Unter diesem Gesichtspunkt wäre die Ausweisung der einzelnen Tolino-Partner auch heute natürlich deutlich interessanter und ließe eine bessere Einschätzung zur Marktentwicklung zu.
eBook Reader Marktanteile klären auf
Wie genau diese Marktanteile bei den eBook-Verkäufen zustande kommen, zeigt ein Blick auf die Anteile der eReader.
Im April 2014 haben es die Kindle Geräte in Deutschland auf einen Anteil von 43 Prozent gebracht, der Tolino Shine aber nur auf 12 Prozent. Damit hat sich der junge eReader innerhalb eines Jahres zwar direkt auf Platz 2 hinter Amazon geschoben (was durchaus eindrucksvoll ist), allerdings zeigen diese Zahlen doch eine völlig andere Situation.

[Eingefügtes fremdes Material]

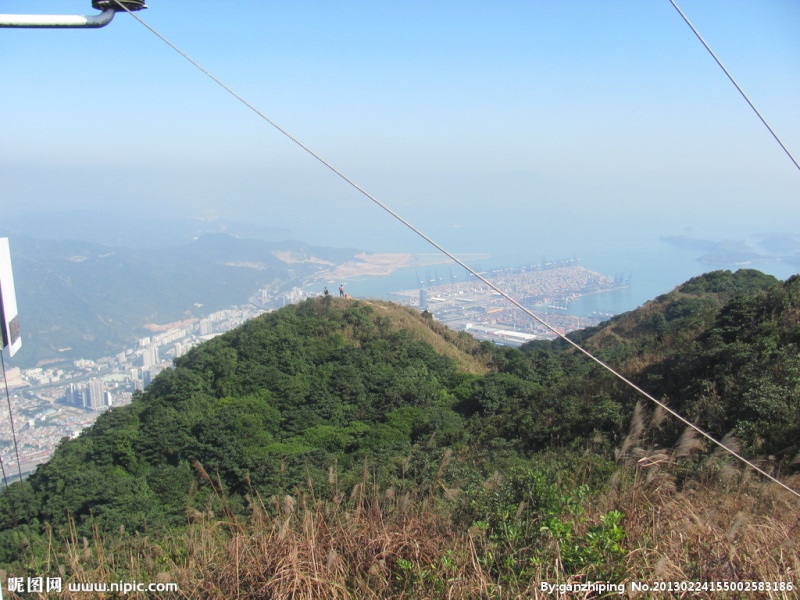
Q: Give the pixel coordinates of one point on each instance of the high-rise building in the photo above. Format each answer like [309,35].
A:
[95,396]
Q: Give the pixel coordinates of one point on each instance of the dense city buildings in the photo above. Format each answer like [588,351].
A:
[52,403]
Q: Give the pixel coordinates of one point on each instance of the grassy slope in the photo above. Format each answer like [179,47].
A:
[686,513]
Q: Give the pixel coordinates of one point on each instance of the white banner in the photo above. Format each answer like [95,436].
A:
[9,324]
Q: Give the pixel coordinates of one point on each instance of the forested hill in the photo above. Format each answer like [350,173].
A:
[321,395]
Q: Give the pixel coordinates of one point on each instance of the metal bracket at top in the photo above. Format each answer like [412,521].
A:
[109,8]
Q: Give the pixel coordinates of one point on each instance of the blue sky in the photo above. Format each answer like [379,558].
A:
[587,115]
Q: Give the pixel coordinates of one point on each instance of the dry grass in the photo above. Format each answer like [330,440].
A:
[721,525]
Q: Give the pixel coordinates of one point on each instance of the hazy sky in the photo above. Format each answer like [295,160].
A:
[563,114]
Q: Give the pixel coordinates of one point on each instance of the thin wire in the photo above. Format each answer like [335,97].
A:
[11,417]
[736,85]
[460,262]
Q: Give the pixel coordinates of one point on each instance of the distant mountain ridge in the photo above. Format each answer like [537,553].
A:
[94,299]
[532,455]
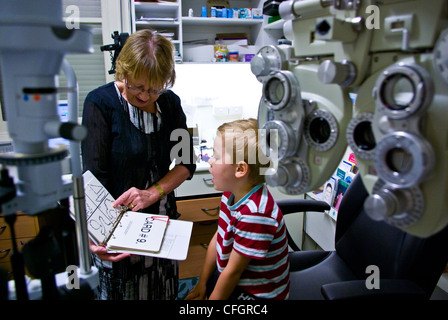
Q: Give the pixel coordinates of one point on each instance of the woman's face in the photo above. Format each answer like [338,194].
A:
[139,94]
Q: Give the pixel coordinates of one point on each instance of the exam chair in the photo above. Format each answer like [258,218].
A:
[409,267]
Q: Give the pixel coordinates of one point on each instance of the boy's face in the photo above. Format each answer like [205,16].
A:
[221,167]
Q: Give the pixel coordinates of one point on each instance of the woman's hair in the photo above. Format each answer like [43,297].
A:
[240,140]
[148,54]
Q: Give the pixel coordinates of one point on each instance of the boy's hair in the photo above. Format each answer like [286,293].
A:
[147,53]
[240,140]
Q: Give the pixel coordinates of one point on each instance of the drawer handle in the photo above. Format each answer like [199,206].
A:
[210,211]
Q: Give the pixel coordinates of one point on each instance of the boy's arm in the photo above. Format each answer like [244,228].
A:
[230,276]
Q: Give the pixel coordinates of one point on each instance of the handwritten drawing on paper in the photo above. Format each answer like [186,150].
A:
[100,213]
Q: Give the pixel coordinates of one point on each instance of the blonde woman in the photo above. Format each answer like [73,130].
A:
[128,148]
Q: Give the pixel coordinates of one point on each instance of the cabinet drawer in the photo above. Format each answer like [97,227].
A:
[25,226]
[197,210]
[200,238]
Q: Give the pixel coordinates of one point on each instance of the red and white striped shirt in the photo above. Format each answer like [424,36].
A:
[255,228]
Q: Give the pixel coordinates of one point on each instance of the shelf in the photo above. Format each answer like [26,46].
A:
[276,25]
[220,21]
[157,6]
[165,24]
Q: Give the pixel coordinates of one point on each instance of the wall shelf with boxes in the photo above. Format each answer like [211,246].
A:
[194,34]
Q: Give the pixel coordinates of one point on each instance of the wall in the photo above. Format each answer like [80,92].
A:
[215,93]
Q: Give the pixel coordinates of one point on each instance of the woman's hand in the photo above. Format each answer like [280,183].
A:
[136,199]
[102,253]
[199,292]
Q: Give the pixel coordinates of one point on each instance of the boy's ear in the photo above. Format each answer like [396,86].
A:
[242,169]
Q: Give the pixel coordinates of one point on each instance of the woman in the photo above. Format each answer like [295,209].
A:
[128,146]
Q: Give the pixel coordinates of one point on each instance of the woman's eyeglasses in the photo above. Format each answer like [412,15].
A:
[139,90]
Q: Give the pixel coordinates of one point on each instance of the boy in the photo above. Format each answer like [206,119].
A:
[249,252]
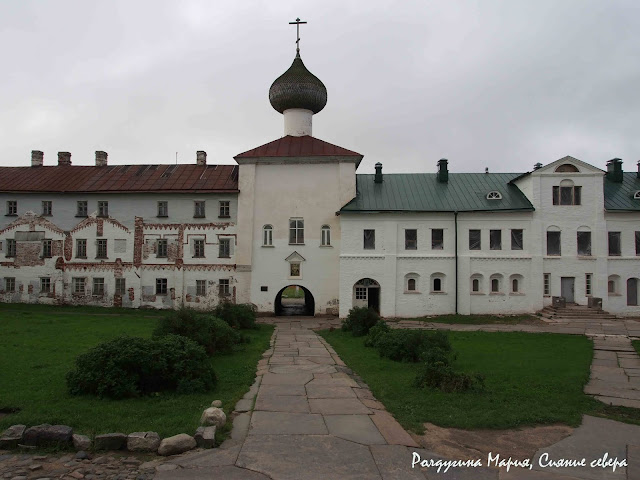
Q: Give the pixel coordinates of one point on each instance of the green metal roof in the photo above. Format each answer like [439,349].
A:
[619,196]
[421,192]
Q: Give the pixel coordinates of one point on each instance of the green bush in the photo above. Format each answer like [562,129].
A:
[360,320]
[130,366]
[241,315]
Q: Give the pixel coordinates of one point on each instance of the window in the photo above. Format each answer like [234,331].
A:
[161,286]
[163,209]
[614,243]
[267,236]
[495,239]
[225,248]
[98,287]
[121,286]
[326,236]
[12,207]
[224,209]
[81,208]
[101,251]
[47,248]
[103,209]
[78,285]
[516,239]
[162,247]
[224,287]
[198,248]
[437,239]
[296,231]
[81,248]
[410,239]
[201,288]
[474,240]
[198,209]
[11,247]
[369,239]
[553,243]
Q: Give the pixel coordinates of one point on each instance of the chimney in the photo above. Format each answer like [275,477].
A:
[443,172]
[101,158]
[614,170]
[64,158]
[378,177]
[37,158]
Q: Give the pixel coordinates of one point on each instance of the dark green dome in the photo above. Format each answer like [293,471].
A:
[298,88]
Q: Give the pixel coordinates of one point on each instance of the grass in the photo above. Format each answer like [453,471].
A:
[531,379]
[39,345]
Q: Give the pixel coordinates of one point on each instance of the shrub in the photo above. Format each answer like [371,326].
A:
[360,320]
[130,367]
[241,315]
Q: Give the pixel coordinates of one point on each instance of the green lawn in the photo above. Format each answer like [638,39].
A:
[531,379]
[38,346]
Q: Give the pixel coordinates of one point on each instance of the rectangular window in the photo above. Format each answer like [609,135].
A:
[198,209]
[495,239]
[98,287]
[369,239]
[161,286]
[553,243]
[614,243]
[437,239]
[163,209]
[224,209]
[198,248]
[201,288]
[225,248]
[82,208]
[81,248]
[161,247]
[47,208]
[584,243]
[474,240]
[410,239]
[121,286]
[101,251]
[296,231]
[516,239]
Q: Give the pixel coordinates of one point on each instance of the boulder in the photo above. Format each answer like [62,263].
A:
[12,436]
[143,442]
[205,437]
[176,444]
[46,434]
[110,441]
[213,416]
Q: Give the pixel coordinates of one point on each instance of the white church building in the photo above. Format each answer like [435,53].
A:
[408,245]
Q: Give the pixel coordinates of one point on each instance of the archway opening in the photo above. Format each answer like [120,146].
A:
[294,300]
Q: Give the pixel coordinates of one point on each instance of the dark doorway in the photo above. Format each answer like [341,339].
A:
[294,300]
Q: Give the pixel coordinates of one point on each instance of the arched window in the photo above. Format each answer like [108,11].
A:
[267,236]
[326,236]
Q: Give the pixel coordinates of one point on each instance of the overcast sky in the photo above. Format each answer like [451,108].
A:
[498,84]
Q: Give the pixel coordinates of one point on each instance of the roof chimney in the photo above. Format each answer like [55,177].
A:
[378,176]
[101,158]
[64,158]
[37,158]
[614,170]
[443,171]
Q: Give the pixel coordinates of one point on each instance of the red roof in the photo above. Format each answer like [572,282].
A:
[120,178]
[290,146]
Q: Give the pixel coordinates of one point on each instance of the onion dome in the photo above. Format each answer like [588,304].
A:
[298,88]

Rechnet man auch die Zahlen der (damals) in Umlauf befindlichen Sony und Trekstor-Geräte mit jeweils 11 Prozent ein, dann schaffen es die Nicht-Amazon-Geräte (ohne Kobo und PocketBook) schon auf 34 Prozent. Bleiben noch 23 Prozent, die sich auf PocketBook, Kobo & Co. aufteilen. So gesehen überrascht die Verteilung bei den eBook-Verkäufen dann natürlich nicht mehr, denn die meisten Nicht-Amazon-Kunden (immerhin 57 Prozent!) kaufen eben bei der Konkurrenz in Form von Thalia, Weltbild & Co.
Kein Wunder also, dass es die einzelnen Tolino-Partner schon 2012 auf einen durchaus beachtlichen Marktanteil gebracht haben – zusammengerechnet. Wo sonst sollen ePub-Leser ihre eBooks kaufen?
Jedenfalls zeigt die aktuelle Erfolgsmeldung wieder mal recht deutlich, dass man sich bei Statistiken am besten auch ein eigenes Bild zu den zugrunde liegenden Daten machen sollte, denn wie genau diese interpretiert werden, hängt natürlich auch vom jeweiligen Auswertenden ab. Genau genommen lag die Tolino-Allianz im heutigen Zusammenschluss nämlich schon 2012 gleichauf mit Amazon. Das sind aber eben sieben unterschiedliche Verkaufsplattformen (von vier Unternehmen), gegen eine einzige Plattform, eines einzelnen Unternehmens.
Zweifellos hat die Tolino-Marke in Deutschland einen eindrucksvollen Start hingelegt. Man schaffte es bei den Lesegeräten innerhalb eines Jahres auf den zweiten Platz hinter Amazon und hat selbst langjährige Mitbewerber wie Sony hinter sich gelassen. Die kürzlich gestartete Europa-Expansion ist ebenfalls positiv zu nennen und schmeckt Amazon sicherlich nicht.
Unterm Strich lässt sich die jüngste Erfolgsmeldung aber aktuell als „viel Lärm um nichts“ zusammenfassen – zumindest solange nicht klar ist, wie genau die Daten erhoben wurden, wer in die „Tolino-Allianz“ eingerechnet wurde und warum Amazon innerhalb eines Quartals einen so deutlichen Verlust gemacht hat, den es selbst zur Zeit des Leiharbeiterskandals nicht gab. Spätestens nach Weihnachten werden die einzelnen Tolino-Partner sicherlich wieder neue Zahlen präsentieren, die einen genaueren Einblick in die Entwicklung erlauben.